See also, Engels discussion of Hegel in _Ludwig Feuerbach and the End of Classical 
German Philosophy_.

(((((((((((


 Practical activity of both labor and 'nature', the
concern with the mundane, the ever changing--all this was recognized by
Marx and Darwin in their respective domains. Hegel consigned the real world
to the invariant and thus never could  recognize  entwicklung as real and
objective evolution.

((((((((((

Charles: Yes I see what you are saying , and it reminds me of a connotation of what 
"REAL change" which I don't usually use.   I usually think of "real change"in 
opposition to "circular change".  "Circular change" is "the more things change, the 
more they stay the same", equilibrated change ( exactly as in economics or 
anthropological equilibrium theory, and Stephen Jay Gould's punctuated equilibrium 
sense).  "Real change" means QUALITATIVELY new development, a revolution,  etc. This 
concept is in Hegel (philosophically, though you point out he didn't apply it in 
biology)

( By the way, Darwin is only "2/3" correct on this. He discusses real change in your 
sense of material, and real change in the sense that totally new forms develop out of 
old forms, but he doesn't recognize that in the latter gradual change becomes leaping 
change. Gould adds the leaps with the punctuations. Gould and associate  render Darwin 
fully dialectical in the Hegelian sense on this issue)

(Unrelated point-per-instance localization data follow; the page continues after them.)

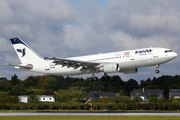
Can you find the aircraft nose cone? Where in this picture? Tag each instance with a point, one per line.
(174, 55)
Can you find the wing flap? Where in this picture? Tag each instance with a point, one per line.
(21, 66)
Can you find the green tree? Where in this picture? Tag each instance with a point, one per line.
(121, 92)
(3, 96)
(153, 98)
(137, 99)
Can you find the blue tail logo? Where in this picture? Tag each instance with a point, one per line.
(22, 51)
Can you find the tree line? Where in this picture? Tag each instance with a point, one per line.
(46, 85)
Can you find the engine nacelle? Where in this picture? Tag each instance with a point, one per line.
(129, 71)
(109, 68)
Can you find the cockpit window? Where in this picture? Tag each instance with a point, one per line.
(168, 51)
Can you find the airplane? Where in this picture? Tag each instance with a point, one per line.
(127, 62)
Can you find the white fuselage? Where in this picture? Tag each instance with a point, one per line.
(127, 60)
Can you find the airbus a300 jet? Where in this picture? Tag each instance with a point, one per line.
(127, 62)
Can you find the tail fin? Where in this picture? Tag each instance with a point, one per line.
(24, 52)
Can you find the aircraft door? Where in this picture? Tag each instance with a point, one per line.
(155, 53)
(47, 66)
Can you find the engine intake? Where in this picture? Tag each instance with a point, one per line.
(109, 68)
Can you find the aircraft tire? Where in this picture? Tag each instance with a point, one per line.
(157, 71)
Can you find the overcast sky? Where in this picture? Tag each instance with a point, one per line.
(69, 28)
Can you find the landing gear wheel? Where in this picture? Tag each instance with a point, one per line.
(95, 78)
(90, 79)
(157, 71)
(107, 78)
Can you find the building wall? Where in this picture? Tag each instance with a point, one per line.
(42, 98)
(174, 93)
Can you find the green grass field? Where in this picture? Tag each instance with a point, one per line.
(90, 118)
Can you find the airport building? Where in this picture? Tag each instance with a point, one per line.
(42, 98)
(144, 93)
(101, 95)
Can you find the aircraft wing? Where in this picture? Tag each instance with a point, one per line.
(21, 66)
(76, 63)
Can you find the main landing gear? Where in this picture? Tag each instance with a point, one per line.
(157, 71)
(104, 78)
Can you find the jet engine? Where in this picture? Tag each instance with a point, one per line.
(109, 68)
(129, 71)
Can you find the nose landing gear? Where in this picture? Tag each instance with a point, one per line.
(157, 71)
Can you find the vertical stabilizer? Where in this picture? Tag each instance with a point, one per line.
(24, 52)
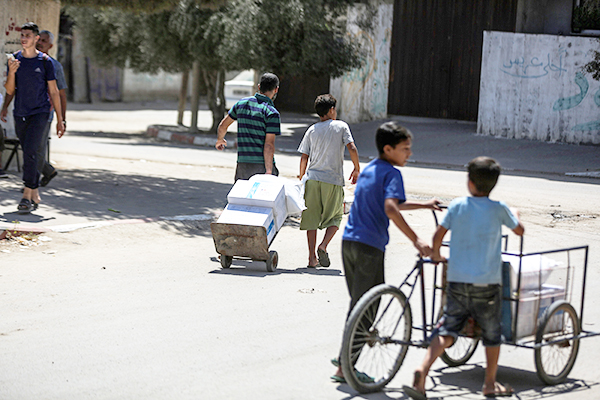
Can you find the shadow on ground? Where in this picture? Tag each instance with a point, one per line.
(466, 382)
(100, 195)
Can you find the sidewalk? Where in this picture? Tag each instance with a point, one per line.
(437, 143)
(105, 137)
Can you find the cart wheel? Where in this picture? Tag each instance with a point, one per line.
(272, 261)
(226, 261)
(556, 336)
(376, 338)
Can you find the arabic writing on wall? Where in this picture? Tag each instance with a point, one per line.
(534, 67)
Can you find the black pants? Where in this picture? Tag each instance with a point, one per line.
(246, 170)
(363, 267)
(29, 131)
(43, 165)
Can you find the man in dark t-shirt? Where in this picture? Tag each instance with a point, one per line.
(31, 79)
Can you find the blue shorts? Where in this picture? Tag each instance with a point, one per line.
(483, 303)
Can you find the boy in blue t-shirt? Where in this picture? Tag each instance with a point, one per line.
(474, 273)
(379, 197)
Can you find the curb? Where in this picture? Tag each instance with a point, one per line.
(181, 135)
(20, 230)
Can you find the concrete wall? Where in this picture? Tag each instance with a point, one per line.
(13, 14)
(147, 87)
(363, 93)
(533, 87)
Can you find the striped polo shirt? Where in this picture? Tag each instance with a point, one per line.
(256, 116)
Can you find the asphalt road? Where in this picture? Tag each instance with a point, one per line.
(139, 307)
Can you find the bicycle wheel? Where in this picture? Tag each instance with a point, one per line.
(461, 351)
(376, 338)
(557, 334)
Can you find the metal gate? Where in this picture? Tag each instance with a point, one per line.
(435, 61)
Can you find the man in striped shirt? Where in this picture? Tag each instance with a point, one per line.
(258, 124)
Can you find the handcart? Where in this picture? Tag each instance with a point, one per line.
(243, 241)
(379, 329)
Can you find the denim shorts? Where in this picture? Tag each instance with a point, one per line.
(483, 303)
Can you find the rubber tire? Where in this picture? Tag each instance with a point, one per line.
(226, 261)
(272, 261)
(449, 355)
(382, 374)
(542, 371)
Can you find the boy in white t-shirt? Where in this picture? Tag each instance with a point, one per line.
(322, 151)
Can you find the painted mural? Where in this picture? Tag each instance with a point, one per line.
(534, 87)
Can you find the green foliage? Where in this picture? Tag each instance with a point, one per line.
(295, 37)
(144, 42)
(291, 37)
(586, 15)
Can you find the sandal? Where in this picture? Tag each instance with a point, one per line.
(412, 392)
(323, 258)
(501, 390)
(364, 378)
(24, 207)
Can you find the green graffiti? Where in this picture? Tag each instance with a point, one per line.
(567, 103)
(588, 126)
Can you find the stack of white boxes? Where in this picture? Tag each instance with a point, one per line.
(534, 293)
(256, 204)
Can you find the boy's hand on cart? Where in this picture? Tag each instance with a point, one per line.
(436, 257)
(424, 248)
(433, 204)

You are using "real change" to refer to material change as opposed to ideal change or 
change in thought. Hegel is wrong on this aspect.

Marx takes the first sense of "real change" in the Hegelian manner. Society does not 
remain the same forever with all change circular, as the propaganda of all ruling 
classes from slaver owners to capitalists have put out in order to discourage 
oppressed and exploited classes from making real, radical change in society. 

The second sense of "real change" ,I agree with you, Marx advances, with Engels, 
beyond Hegel into MATERIALIST dialectic. This is what he means when he says his 
dialectic is the exact opposite of Hegel's ( in the first quote above).

(((((((((((((((


Not surprisingly, Marx criticized Prodhoun in 1846: having accepted Hegel,
he is "incapable of following the real movement of history..The
'evolutions' of which Prodhoun speaks are understood to be evolutions such
as are accomplished within the mystic womb of the Absolute Idea."

((((((((((

Charles: Yes, _The Poverty of Philosophy_. Prodhoun had a cardboard dialectic. But for 
Marx, Hegel was not a dead dog even in 1867 when he was "mature".